The cost of being a Jewish communal professional
Don’t all Jewish children, regardless of age or socioeconomic status, deserve the same access to early childhood programs that will no doubt lay the groundwork for all future Jewish knowledge?
I’m a Jewish professional who cannot afford Jewish institutional life for my family. This thought looped through my mind as my husband and I began researching childcare options for our daughter in the Boston area. Working with Jewish young adults for the past three years has deepened my appreciation of the communal infrastructure that attracts young adults, engages them and enables them to be active in the Jewish community for very little (or even no) money. Young Jewish families deserve the same access to Jewish programs and institutions as young adults, who receive large amounts of funding and organizational attention.
Indeed, having worked in the Jewish nonprofit space, I’m keenly aware of the various wonderful options for Jewish families. Like many young adults with one young child, my husband and I are not members of a synagogue, so I reached out to a local Jewish daycare center to inquire about childcare. I was informed that enrolling my child five days per week (the only option for infants) would cost $36,000, over 65% of the salary I was earning in a mid-level position at the local federation.
Childcare is expensive regardless of the provider. The cost of five full days at the local Jewish daycare center is comparable to other local high-end options, such as Montessori centers and corporate-owned chains. The prices are, and will remain, high because the market can bear it. This begs the question of equity in Jewish education: Don’t all Jewish children, regardless of age or socioeconomic status, deserve the same access to early childhood programs that will no doubt lay the groundwork for all future Jewish knowledge? Is the Jewish community only focused on educating the children of the wealthy? Let’s break down the stigma regarding conversations about money in order to create a more equitable Jewish landscape for young families: one in which we all have access to Jewish childcare.

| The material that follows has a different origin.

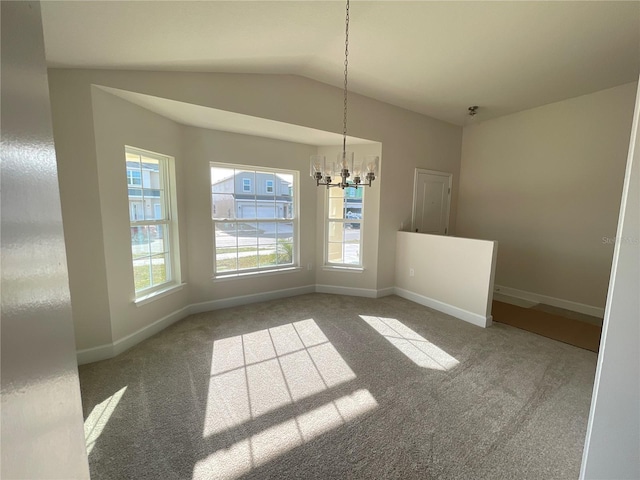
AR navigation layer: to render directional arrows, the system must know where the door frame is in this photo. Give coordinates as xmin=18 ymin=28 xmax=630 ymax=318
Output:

The place to start is with young Jewish professionals who are devoting our lives to serving the greater Jewish community. Young Jewish professionals spend countless hours supporting communal programs and providing resources to enable Jews with varying backgrounds to access Jewish communal life. We, as the connectors and programmers and fundraisers, deserve access to Jewish childcare. If and when our salaries do not enable this, then the onus is on the Jewish community to make this possible.
Creating accessible Jewish institutions requires that we engage in uncomfortable conversations about money and class. Jewish federations will need to help put an infrastructure in place that allows any Jewish family to choose Jewish childcare. Existing programs will have to cut costs or offer financial aid. Families who can afford to foot the entire bill will not be prioritized above those who require assistance. Maybe then, Jewish professionals like me will be able to send our daughters to Jewish daycare.
Rachel Zylberfink is a graduate student in the Hornstein Jewish Professional Leadership Program at Brandeis University.